Не возьми Куваев историю чукотского золота — никто бы не взял. У столичных сюжетов избыток летописцев, тогда как в обширных российских провинциях втуне пропадают целые золотые пласты.
«…Горит душа о другом…»
В книгах Куваева есть геология, полярная экзотика, романтика, но сами книги — о другом: о том же, о чём все остальные хорошие книги. Это именно «проза» — тяжеловесное, суровое, серьёзное слово, так подходящее к текстам Куваева. Прочная горная порода, которой сложена наша планета. Хлеб, мясо и рыба — не какие-нибудь конфеты или соусы.
Написал он сравнительно немного. Зато, как заметил по другому поводу Андрей Битов, «лишнего не написал».
Куваев — не «писатель для юношества» и не «писатель про север». Куваев — просто хороший писатель. Не легковесный, «отвечающий за базар». Его территория куда больше, чем его Территория. «Политика меня не интересует, а с точки зрения патриотизма и верности своему государству — я верен ему и патриот не менее, чем Леонид Ильич Брежнев, — писал он. — У меня горит душа о другом. О смысле человеческой, любой человеческой жизни». И ещё: «Человек в рванине и с флаконом одеколона в кармане столь же человек, как и квадратная морда в ратиновом пальто, брезгливо его обходящая. Этому учил Христос. Этому, если угодно, учил В. И. Ленин».
Из «Чуть-чуть невесёлого рассказа»:
" - Собачья жизнь, — сказал Старков.
— У кого?
— У вас. Всё время в дороге. А для чего, какая цель?
— Из-за денег, — серьёзно сказал я. — Нам платят большие деньги.
Я знал, что стоит сказать таким, как Старков, про деньги, как всё становится ясным. Другое же, настоящее объяснение было сейчас не под силу".
В книгах Куваева — то самое настоящее объяснение.

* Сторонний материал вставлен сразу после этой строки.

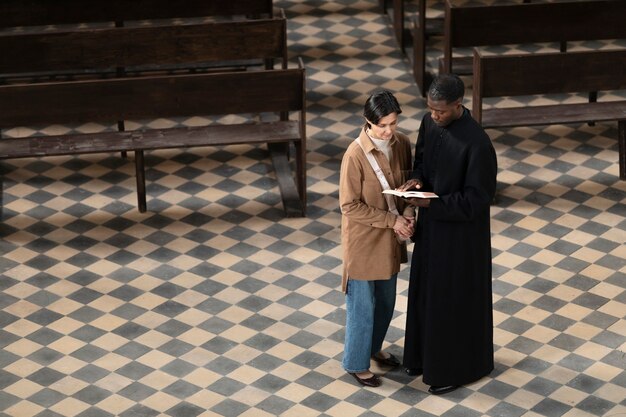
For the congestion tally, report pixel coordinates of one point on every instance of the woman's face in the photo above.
(385, 128)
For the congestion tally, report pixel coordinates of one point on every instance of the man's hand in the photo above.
(404, 226)
(409, 185)
(419, 202)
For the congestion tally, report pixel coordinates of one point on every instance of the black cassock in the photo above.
(449, 328)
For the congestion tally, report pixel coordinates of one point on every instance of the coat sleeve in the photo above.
(418, 167)
(475, 195)
(351, 196)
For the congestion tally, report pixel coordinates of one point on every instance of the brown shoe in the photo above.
(391, 361)
(373, 381)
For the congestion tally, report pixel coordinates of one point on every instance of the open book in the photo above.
(411, 194)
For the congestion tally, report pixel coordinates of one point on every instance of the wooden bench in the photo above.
(18, 13)
(428, 26)
(504, 24)
(105, 49)
(551, 73)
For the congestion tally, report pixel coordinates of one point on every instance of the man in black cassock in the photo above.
(449, 327)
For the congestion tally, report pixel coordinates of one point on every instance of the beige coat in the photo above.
(370, 248)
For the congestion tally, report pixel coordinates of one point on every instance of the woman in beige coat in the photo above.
(373, 230)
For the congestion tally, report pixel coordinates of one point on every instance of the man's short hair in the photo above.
(448, 87)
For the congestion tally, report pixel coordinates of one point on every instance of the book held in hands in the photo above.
(411, 194)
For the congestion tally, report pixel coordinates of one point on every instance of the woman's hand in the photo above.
(404, 226)
(410, 184)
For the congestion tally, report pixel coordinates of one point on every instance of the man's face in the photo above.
(444, 113)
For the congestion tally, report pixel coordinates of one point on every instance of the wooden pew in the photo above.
(503, 24)
(88, 98)
(103, 50)
(551, 73)
(18, 13)
(427, 26)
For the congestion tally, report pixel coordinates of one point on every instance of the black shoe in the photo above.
(390, 361)
(435, 390)
(372, 381)
(413, 371)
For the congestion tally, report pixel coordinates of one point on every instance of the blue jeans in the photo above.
(369, 310)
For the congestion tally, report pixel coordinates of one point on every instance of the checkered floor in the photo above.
(214, 304)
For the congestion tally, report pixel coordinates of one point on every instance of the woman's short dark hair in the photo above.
(446, 87)
(380, 104)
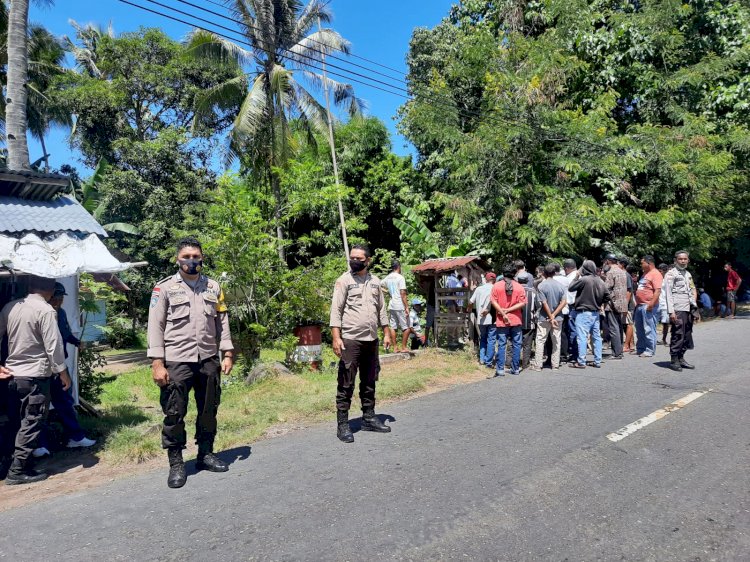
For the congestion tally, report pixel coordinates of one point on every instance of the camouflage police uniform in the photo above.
(187, 328)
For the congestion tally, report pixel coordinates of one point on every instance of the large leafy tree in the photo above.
(134, 86)
(279, 53)
(576, 127)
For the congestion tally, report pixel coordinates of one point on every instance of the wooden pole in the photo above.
(332, 144)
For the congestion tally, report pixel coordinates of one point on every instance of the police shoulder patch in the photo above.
(155, 294)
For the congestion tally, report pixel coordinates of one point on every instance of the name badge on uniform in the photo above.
(155, 296)
(177, 295)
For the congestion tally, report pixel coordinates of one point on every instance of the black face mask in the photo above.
(357, 266)
(191, 266)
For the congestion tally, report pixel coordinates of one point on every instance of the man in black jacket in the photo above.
(591, 296)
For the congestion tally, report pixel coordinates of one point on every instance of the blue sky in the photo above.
(378, 30)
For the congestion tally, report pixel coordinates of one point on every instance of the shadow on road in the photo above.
(230, 456)
(356, 423)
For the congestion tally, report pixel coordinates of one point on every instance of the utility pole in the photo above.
(332, 144)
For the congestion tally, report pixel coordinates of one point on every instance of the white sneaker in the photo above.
(85, 442)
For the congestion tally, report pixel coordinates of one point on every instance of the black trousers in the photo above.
(564, 337)
(682, 334)
(359, 356)
(614, 325)
(8, 423)
(30, 398)
(204, 378)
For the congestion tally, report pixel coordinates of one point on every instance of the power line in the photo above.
(376, 63)
(192, 24)
(401, 92)
(289, 51)
(323, 53)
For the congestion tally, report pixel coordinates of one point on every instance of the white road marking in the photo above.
(655, 416)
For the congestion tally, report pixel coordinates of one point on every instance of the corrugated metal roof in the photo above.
(61, 214)
(447, 264)
(29, 184)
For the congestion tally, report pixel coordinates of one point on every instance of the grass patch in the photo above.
(131, 426)
(116, 352)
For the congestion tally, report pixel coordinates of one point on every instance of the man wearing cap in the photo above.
(508, 298)
(681, 300)
(35, 354)
(62, 400)
(188, 328)
(481, 302)
(616, 309)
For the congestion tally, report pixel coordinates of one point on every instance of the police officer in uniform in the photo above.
(35, 355)
(357, 311)
(187, 328)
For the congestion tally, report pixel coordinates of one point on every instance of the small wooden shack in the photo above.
(451, 321)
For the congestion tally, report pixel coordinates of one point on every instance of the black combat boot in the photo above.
(207, 460)
(684, 364)
(675, 364)
(4, 467)
(343, 431)
(177, 475)
(20, 474)
(371, 422)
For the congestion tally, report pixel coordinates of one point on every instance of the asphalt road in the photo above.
(507, 469)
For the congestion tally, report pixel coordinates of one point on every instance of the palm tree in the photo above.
(87, 54)
(282, 46)
(32, 57)
(16, 93)
(46, 56)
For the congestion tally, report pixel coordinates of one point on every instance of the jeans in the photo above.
(544, 330)
(515, 334)
(487, 337)
(572, 339)
(587, 322)
(63, 402)
(614, 325)
(645, 330)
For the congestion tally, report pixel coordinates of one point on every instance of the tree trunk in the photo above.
(275, 181)
(276, 185)
(17, 94)
(44, 152)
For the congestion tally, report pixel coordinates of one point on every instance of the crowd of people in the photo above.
(570, 313)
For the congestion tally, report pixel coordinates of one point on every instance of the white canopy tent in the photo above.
(44, 231)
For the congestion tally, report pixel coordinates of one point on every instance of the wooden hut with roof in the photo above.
(450, 320)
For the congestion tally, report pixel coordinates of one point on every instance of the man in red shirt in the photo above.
(646, 306)
(733, 283)
(508, 299)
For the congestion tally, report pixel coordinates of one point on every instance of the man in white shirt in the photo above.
(571, 272)
(398, 308)
(564, 280)
(480, 300)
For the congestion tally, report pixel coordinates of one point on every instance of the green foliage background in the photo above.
(542, 129)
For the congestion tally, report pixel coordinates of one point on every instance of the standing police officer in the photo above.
(187, 328)
(357, 311)
(35, 355)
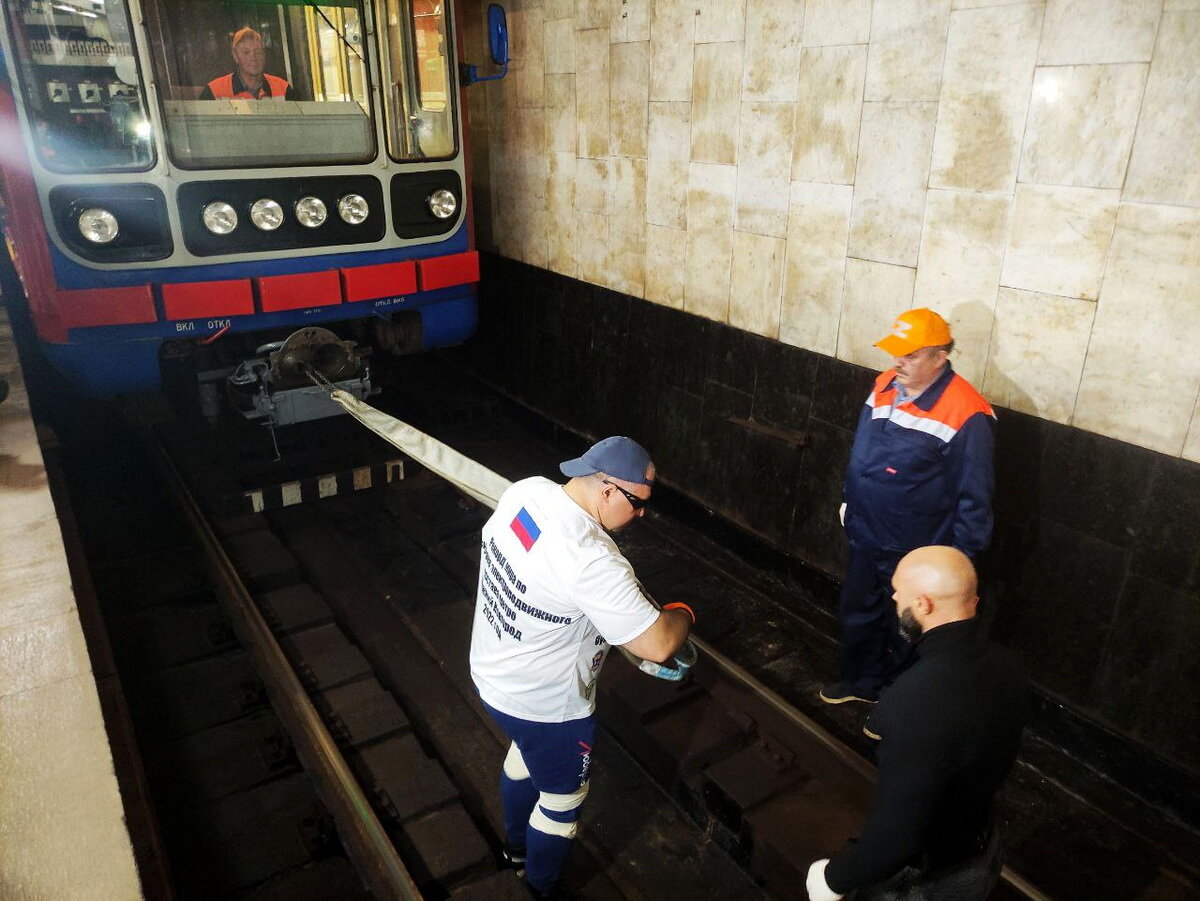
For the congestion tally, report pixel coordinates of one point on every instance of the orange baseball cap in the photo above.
(915, 330)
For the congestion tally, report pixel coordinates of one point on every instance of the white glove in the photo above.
(819, 889)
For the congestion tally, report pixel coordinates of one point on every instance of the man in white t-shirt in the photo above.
(555, 595)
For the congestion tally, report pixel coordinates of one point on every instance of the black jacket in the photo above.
(951, 726)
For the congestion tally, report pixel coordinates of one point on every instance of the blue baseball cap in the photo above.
(618, 456)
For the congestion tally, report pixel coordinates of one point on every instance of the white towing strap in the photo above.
(486, 487)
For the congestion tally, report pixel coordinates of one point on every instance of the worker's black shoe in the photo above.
(840, 694)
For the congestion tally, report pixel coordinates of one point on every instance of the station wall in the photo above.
(706, 211)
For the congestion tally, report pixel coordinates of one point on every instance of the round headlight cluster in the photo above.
(311, 211)
(99, 226)
(267, 215)
(443, 203)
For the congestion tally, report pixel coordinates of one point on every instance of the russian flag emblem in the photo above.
(525, 528)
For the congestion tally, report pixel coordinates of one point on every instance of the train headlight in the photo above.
(311, 211)
(267, 215)
(99, 226)
(220, 217)
(443, 203)
(353, 209)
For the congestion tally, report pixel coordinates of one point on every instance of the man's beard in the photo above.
(910, 629)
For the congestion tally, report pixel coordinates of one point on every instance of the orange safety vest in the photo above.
(222, 88)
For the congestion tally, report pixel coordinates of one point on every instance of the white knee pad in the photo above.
(514, 764)
(558, 804)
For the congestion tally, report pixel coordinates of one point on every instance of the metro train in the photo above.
(186, 179)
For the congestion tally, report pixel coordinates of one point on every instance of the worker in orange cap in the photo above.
(921, 473)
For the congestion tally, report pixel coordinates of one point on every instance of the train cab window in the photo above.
(262, 84)
(420, 98)
(81, 84)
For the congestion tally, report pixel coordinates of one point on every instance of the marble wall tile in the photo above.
(1080, 125)
(666, 265)
(837, 22)
(715, 94)
(631, 20)
(1081, 31)
(562, 130)
(711, 197)
(985, 94)
(756, 283)
(592, 104)
(672, 35)
(765, 157)
(561, 206)
(773, 50)
(592, 185)
(1163, 167)
(828, 114)
(817, 230)
(666, 173)
(1140, 378)
(875, 294)
(907, 49)
(630, 91)
(961, 247)
(559, 40)
(719, 20)
(1059, 239)
(592, 246)
(1037, 353)
(889, 186)
(528, 58)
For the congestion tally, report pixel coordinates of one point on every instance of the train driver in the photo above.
(247, 80)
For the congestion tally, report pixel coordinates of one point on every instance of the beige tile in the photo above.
(666, 265)
(889, 187)
(773, 50)
(527, 67)
(765, 157)
(711, 196)
(592, 103)
(562, 128)
(672, 35)
(1059, 239)
(1163, 167)
(592, 247)
(41, 652)
(756, 283)
(961, 247)
(817, 230)
(561, 205)
(666, 173)
(715, 92)
(630, 91)
(1140, 378)
(1085, 31)
(631, 20)
(559, 47)
(59, 800)
(985, 95)
(837, 22)
(592, 185)
(875, 294)
(1037, 353)
(828, 114)
(1080, 125)
(907, 49)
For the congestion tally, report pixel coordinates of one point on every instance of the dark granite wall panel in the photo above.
(1095, 569)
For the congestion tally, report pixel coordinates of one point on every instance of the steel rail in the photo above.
(366, 842)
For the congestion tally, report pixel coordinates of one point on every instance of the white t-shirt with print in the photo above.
(555, 593)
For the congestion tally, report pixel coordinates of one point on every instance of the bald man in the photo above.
(948, 731)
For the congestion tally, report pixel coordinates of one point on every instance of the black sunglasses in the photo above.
(634, 500)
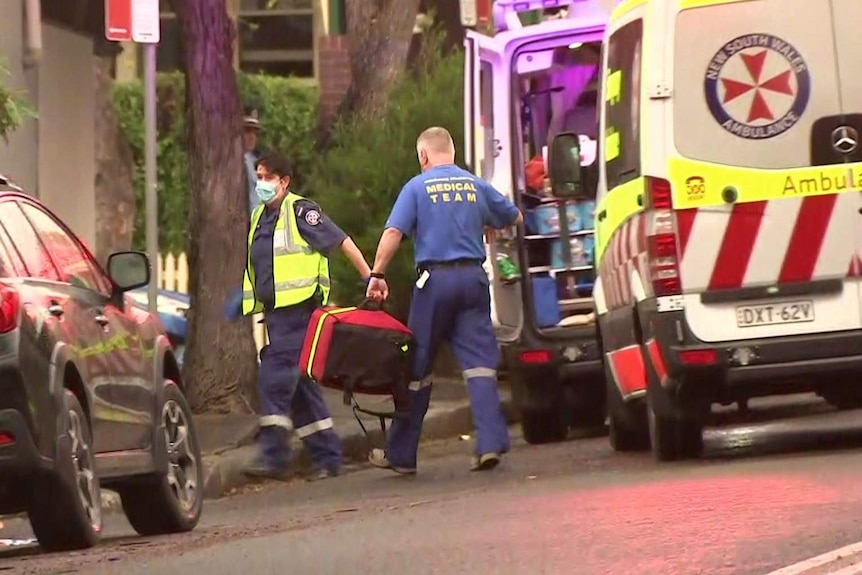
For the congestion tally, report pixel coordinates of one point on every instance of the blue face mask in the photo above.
(266, 190)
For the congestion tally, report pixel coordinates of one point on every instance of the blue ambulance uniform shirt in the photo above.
(317, 229)
(445, 210)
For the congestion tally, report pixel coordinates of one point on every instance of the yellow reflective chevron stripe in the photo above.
(754, 185)
(618, 205)
(624, 8)
(317, 332)
(685, 4)
(627, 6)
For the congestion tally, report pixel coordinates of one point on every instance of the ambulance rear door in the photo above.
(767, 209)
(488, 155)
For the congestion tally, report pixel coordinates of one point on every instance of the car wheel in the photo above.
(546, 426)
(842, 398)
(627, 426)
(585, 403)
(66, 507)
(169, 502)
(672, 439)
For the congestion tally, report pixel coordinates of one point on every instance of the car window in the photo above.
(71, 262)
(11, 264)
(39, 264)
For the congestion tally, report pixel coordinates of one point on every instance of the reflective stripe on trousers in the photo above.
(276, 421)
(314, 427)
(478, 372)
(419, 384)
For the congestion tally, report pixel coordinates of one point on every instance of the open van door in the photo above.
(766, 196)
(488, 155)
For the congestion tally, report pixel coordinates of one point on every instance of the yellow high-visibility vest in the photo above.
(299, 271)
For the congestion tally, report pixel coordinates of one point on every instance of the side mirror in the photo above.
(129, 270)
(564, 165)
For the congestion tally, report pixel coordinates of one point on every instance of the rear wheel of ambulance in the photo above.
(672, 437)
(627, 426)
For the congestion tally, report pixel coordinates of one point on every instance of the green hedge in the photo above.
(288, 109)
(359, 178)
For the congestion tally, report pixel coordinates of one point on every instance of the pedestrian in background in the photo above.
(287, 278)
(251, 154)
(446, 210)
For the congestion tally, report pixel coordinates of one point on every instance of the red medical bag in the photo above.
(360, 349)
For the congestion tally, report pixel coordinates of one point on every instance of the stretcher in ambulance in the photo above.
(523, 86)
(728, 227)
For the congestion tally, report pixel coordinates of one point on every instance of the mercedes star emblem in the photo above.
(845, 139)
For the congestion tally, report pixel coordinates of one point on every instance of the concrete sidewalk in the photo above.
(228, 441)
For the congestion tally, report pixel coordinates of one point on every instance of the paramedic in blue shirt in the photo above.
(446, 210)
(288, 278)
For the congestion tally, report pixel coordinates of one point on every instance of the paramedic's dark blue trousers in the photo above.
(453, 305)
(289, 401)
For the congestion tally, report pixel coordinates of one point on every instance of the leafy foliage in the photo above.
(288, 109)
(359, 178)
(14, 110)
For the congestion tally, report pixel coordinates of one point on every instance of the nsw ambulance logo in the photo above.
(757, 86)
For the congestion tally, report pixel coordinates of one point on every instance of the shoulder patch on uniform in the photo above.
(312, 217)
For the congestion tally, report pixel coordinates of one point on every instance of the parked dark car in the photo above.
(91, 391)
(173, 306)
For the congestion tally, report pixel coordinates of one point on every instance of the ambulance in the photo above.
(532, 79)
(729, 223)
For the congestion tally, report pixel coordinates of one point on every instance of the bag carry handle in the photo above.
(370, 304)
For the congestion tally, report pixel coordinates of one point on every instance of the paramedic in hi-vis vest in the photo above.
(286, 278)
(446, 210)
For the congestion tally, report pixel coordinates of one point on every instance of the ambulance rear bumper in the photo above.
(759, 367)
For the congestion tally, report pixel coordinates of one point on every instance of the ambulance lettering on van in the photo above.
(729, 235)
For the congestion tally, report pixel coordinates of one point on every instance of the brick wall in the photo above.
(334, 77)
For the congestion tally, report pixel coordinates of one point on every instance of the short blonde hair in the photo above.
(436, 140)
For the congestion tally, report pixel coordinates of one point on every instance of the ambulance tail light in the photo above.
(662, 251)
(536, 356)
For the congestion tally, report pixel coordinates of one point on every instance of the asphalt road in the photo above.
(773, 489)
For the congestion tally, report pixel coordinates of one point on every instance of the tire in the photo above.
(627, 426)
(585, 404)
(842, 398)
(169, 502)
(541, 427)
(66, 507)
(672, 439)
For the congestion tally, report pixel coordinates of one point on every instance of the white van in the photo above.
(728, 228)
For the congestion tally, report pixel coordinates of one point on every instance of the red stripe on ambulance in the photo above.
(737, 246)
(808, 234)
(628, 368)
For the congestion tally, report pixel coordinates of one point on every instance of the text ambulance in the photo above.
(729, 226)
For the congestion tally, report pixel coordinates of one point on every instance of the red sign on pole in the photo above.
(118, 20)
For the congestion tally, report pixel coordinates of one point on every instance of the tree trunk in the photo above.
(114, 186)
(220, 361)
(379, 32)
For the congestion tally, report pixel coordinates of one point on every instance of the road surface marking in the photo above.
(824, 559)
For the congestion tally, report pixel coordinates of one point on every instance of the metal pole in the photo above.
(151, 195)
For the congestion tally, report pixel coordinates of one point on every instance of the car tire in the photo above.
(169, 502)
(842, 398)
(585, 404)
(672, 439)
(66, 506)
(627, 426)
(546, 426)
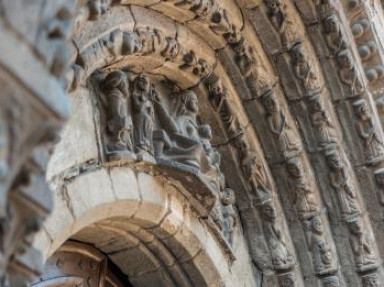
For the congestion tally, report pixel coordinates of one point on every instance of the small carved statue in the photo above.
(119, 121)
(220, 100)
(361, 246)
(287, 280)
(341, 182)
(369, 132)
(283, 22)
(286, 137)
(321, 120)
(379, 178)
(253, 171)
(305, 70)
(143, 114)
(349, 73)
(320, 248)
(229, 213)
(334, 34)
(371, 280)
(331, 281)
(281, 258)
(303, 193)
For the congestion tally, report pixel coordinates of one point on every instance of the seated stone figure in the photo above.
(182, 139)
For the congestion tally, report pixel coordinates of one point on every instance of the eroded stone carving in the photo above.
(281, 258)
(303, 193)
(143, 115)
(286, 137)
(326, 132)
(283, 22)
(341, 181)
(306, 72)
(364, 254)
(119, 127)
(324, 262)
(368, 131)
(335, 37)
(349, 73)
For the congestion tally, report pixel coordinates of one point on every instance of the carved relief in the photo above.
(143, 115)
(319, 246)
(364, 254)
(305, 71)
(371, 280)
(281, 258)
(283, 22)
(300, 186)
(331, 281)
(287, 280)
(349, 73)
(368, 131)
(326, 132)
(334, 34)
(119, 127)
(221, 102)
(341, 181)
(287, 139)
(254, 172)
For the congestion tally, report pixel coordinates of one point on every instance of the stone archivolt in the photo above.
(307, 137)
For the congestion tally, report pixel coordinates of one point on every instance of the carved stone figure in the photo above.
(361, 246)
(341, 182)
(283, 22)
(331, 281)
(119, 121)
(349, 73)
(371, 280)
(287, 280)
(306, 72)
(220, 100)
(335, 37)
(319, 246)
(281, 258)
(254, 172)
(143, 114)
(229, 213)
(98, 8)
(302, 190)
(379, 178)
(326, 132)
(368, 131)
(286, 137)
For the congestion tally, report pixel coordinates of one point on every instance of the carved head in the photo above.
(325, 253)
(334, 159)
(299, 53)
(331, 281)
(294, 167)
(270, 102)
(317, 225)
(142, 83)
(227, 196)
(345, 59)
(205, 132)
(268, 210)
(172, 48)
(361, 109)
(116, 80)
(331, 24)
(356, 226)
(371, 280)
(316, 103)
(287, 280)
(379, 177)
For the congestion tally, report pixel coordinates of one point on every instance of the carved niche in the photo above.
(150, 122)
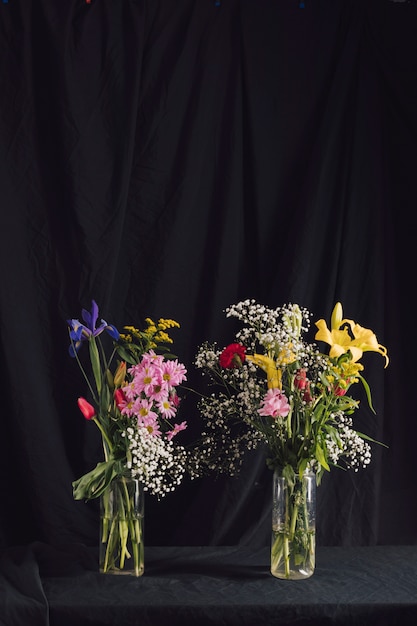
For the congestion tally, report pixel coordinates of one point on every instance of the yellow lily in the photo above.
(340, 341)
(273, 374)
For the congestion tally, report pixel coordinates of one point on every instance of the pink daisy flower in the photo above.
(173, 373)
(274, 404)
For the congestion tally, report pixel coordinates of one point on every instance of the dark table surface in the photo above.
(41, 585)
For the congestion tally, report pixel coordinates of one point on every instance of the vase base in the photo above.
(292, 575)
(121, 572)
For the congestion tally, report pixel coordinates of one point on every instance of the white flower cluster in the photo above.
(228, 431)
(156, 462)
(350, 448)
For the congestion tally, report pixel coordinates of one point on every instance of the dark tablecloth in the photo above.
(42, 585)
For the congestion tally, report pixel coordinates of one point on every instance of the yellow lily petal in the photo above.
(337, 316)
(267, 364)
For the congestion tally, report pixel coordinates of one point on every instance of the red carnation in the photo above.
(232, 356)
(300, 379)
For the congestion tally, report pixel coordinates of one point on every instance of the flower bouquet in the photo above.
(133, 400)
(271, 387)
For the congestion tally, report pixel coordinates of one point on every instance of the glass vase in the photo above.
(121, 528)
(293, 544)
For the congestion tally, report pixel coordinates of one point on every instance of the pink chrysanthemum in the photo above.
(173, 373)
(275, 404)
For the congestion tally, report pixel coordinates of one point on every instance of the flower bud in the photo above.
(86, 409)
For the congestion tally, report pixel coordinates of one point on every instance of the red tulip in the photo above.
(86, 409)
(232, 356)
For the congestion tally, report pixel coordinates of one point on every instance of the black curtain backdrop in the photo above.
(169, 158)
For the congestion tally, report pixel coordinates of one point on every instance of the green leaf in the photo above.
(94, 483)
(95, 362)
(367, 391)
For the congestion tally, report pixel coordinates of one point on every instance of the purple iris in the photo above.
(81, 332)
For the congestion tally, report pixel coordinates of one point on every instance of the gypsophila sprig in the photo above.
(272, 387)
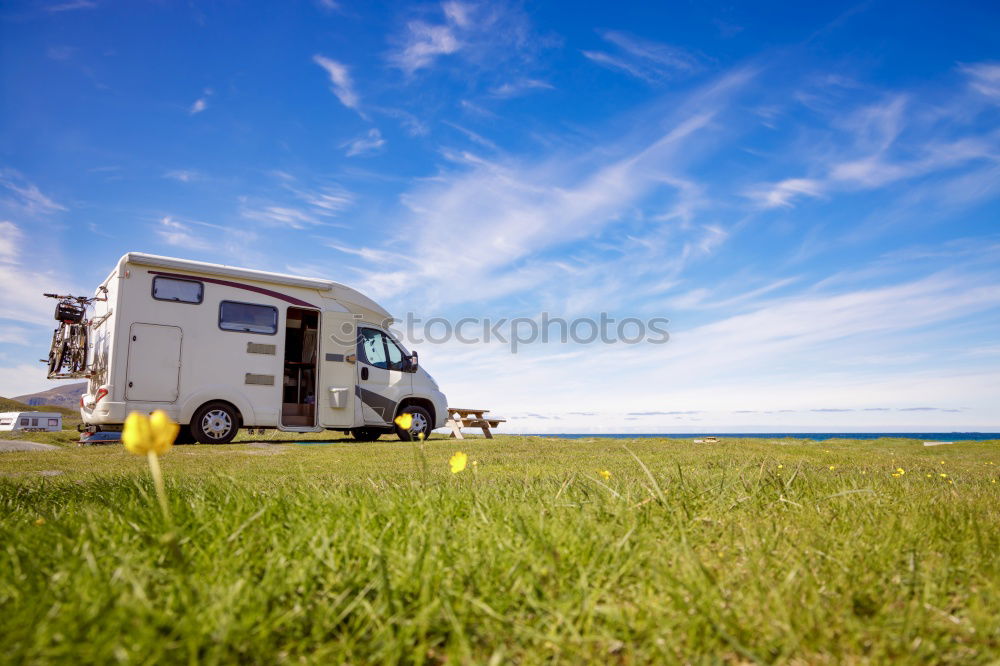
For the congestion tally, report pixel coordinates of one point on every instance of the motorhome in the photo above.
(221, 348)
(43, 421)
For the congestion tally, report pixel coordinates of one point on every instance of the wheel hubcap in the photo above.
(418, 425)
(216, 424)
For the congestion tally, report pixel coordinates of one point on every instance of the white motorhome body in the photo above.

…Памятником поэту от геологии академику Ферсману, кроме его книг и дежурных улиц в нескольких городах, стал минерал ферсманит — лучшая награда для геолога.
Геолог Куваев наградил себя сам, придумав минерал «миридолит».
"Смерть — лишь переход из мира биологического в мир минералов", — говорил один из героев его «Территории».